A view of the Heglig oil processing facility in South Sudan. (Photo:Reuters)
South Sudan is offering more than 6 million barrels of crude oil on the spot market even though it cannot guarantee vessels will be able to load the cargoes at the Sudanese port, traders and shipbrokers said on Thursday.
South Sudan has issued a tender to sell 4.7 million barrels of Dar Blend and 1.6 million barrels of Nile Blend crude for loading in February despite concerns its shipments were being blocked by Sudan at the Bashayer oil export terminal.
Six months after landlocked South Sudan seceded from Sudan, the two countries have failed to agree on how much Juba should pay Khartoum in fees to transport its production of 350,000 barrels per day to port.
South Sudan has accused the Sudanese government of halting 3.4 million barrels of its crude oil exports, building a pipeline to re-route its oil, and diverting over half a million barrels to Sudan's refineries.

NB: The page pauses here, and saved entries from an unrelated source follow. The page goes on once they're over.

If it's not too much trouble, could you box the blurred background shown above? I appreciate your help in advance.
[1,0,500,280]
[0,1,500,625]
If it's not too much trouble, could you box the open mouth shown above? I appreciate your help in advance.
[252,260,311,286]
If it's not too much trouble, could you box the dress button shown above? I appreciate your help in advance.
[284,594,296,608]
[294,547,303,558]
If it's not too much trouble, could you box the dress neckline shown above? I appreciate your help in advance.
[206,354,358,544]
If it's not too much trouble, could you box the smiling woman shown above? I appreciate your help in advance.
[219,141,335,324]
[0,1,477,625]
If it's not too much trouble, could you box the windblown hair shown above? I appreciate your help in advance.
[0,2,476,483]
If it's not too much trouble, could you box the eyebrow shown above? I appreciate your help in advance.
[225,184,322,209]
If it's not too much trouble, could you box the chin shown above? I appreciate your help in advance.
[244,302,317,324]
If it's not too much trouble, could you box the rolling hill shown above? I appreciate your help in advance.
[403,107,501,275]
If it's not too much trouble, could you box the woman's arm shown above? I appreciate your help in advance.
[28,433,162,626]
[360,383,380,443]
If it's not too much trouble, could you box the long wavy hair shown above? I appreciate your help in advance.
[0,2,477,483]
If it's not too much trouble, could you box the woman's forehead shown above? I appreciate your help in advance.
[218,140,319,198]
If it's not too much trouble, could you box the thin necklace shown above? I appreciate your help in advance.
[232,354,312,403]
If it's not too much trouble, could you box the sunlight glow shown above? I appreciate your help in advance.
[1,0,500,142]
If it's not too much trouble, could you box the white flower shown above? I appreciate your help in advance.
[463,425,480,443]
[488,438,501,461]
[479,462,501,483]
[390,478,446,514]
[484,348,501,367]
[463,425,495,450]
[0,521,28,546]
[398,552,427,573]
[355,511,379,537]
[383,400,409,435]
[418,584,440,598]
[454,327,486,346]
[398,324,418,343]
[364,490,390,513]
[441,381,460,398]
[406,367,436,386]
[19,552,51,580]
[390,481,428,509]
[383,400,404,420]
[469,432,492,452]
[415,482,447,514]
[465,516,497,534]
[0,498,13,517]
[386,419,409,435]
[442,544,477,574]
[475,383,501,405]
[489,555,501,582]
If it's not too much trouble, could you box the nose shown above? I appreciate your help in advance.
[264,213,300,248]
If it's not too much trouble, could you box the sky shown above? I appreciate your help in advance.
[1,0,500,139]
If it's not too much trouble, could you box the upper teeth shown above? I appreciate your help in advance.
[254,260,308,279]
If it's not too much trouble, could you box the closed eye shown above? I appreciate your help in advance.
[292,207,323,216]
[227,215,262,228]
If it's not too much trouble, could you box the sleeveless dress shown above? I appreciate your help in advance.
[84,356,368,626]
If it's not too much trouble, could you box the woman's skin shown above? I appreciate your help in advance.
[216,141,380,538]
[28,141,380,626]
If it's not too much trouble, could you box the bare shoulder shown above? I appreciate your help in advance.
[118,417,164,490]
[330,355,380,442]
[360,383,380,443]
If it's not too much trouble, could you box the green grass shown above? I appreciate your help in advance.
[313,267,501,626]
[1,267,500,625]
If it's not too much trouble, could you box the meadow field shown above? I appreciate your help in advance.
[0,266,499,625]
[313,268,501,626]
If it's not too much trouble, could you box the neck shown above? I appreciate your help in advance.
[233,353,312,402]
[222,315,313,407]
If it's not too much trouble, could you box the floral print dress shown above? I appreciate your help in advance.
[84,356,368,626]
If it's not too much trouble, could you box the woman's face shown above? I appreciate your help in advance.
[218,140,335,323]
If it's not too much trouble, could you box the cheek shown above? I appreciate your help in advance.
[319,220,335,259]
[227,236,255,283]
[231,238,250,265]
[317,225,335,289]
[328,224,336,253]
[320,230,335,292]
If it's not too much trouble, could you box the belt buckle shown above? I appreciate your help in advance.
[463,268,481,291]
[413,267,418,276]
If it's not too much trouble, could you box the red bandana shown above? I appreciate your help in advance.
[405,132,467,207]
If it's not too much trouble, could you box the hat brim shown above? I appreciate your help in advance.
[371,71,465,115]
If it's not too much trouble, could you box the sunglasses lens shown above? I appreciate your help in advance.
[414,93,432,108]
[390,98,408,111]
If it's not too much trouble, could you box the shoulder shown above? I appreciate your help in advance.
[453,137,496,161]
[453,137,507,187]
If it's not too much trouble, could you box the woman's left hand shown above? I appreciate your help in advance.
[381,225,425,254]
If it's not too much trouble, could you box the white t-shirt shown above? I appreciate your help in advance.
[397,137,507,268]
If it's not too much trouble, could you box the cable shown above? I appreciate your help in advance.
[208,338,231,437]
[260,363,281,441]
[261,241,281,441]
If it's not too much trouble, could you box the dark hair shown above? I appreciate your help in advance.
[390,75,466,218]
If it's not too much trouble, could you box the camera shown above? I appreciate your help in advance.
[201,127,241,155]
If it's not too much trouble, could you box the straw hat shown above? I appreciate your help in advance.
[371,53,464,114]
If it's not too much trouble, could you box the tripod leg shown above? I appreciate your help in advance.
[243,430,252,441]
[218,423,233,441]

South Sudan's minister of petroleum and mining, Stephen Dhieu Dau, charged Khartoum with preventing two ships carrying 1.6 million barrels of South Sudanese oil from leaving Port Sudan, another from loading 600,000 barrels and two others from entering port to take possession of a further 1.2 million barrels.

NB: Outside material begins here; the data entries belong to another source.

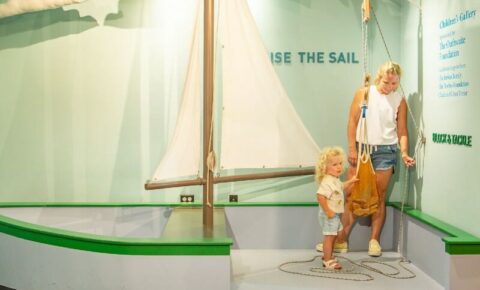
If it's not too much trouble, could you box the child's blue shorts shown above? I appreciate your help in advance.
[318,210,343,236]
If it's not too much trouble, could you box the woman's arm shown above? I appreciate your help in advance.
[397,98,415,167]
[347,88,364,166]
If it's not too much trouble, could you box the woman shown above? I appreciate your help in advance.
[320,61,415,257]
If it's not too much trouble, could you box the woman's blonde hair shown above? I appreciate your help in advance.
[315,146,345,184]
[374,61,402,86]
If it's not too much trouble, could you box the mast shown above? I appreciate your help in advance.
[203,0,214,230]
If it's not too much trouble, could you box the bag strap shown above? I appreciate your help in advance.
[356,84,375,176]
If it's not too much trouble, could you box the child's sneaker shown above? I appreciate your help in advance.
[316,241,348,253]
[368,239,382,257]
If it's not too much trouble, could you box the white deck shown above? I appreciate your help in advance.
[0,206,169,237]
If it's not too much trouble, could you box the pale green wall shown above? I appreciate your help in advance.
[1,0,478,237]
[221,0,403,202]
[0,0,199,202]
[400,0,480,237]
[1,0,401,203]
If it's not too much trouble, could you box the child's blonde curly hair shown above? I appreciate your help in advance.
[315,146,345,184]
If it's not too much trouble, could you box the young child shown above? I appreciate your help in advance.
[315,146,357,270]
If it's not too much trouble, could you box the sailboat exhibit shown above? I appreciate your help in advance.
[0,0,480,289]
[144,0,320,228]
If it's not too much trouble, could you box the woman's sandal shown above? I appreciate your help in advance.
[323,259,342,270]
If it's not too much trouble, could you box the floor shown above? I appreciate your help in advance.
[231,250,444,290]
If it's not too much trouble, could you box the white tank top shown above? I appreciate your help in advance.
[356,85,403,145]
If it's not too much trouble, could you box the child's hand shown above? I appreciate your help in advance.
[344,176,359,185]
[348,176,359,183]
[343,176,359,191]
[326,210,335,219]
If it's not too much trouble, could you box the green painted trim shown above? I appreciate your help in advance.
[1,202,478,255]
[0,202,203,208]
[0,202,318,207]
[215,202,318,207]
[443,237,480,255]
[389,202,480,255]
[0,214,232,256]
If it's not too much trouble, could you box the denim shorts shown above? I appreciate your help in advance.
[318,210,343,236]
[358,143,398,172]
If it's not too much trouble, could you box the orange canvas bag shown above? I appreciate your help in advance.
[350,88,379,217]
[350,152,378,216]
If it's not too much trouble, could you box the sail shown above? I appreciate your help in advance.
[149,0,319,184]
[219,0,320,170]
[151,2,202,182]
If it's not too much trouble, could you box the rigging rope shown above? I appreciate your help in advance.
[358,0,372,173]
[280,2,426,280]
[348,0,380,218]
[371,8,425,144]
[360,0,427,257]
[359,0,371,164]
[276,1,427,281]
[278,255,416,281]
[361,0,370,87]
[279,1,428,282]
[368,3,426,261]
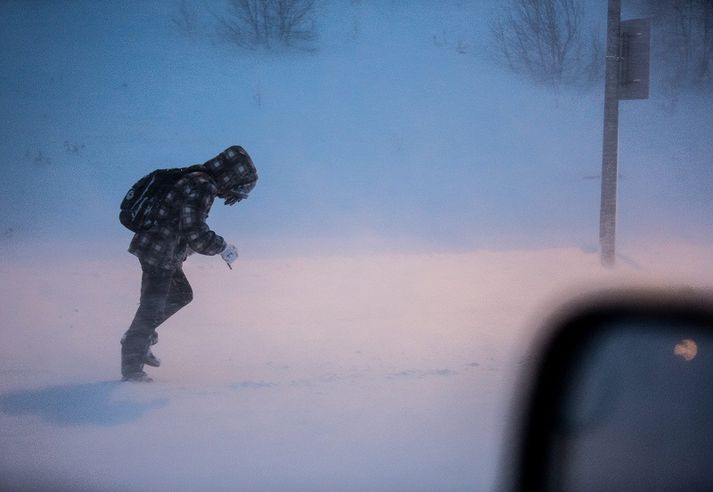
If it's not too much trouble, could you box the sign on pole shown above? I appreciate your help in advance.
[619,18,651,100]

At least five 80,000-tonne tankers, chartered by oil traders Arcadia, Trafigura and Vitol, were expected to load at the Bashayer terminal next week but brokers anticipated delays. The firms could face demurrage costs of around $9,000 a day to manage the anchored vessels.
"The buyers with vessels stuck there will not buy more crude from South Sudan," a crude oil trader said, referring to the tenders that will close on January 13.
Sudanese President Omar Hassan al-Bashir said this month Khartoum would impose a fee on Juba until a deal was reached on a transit fee but gave no details.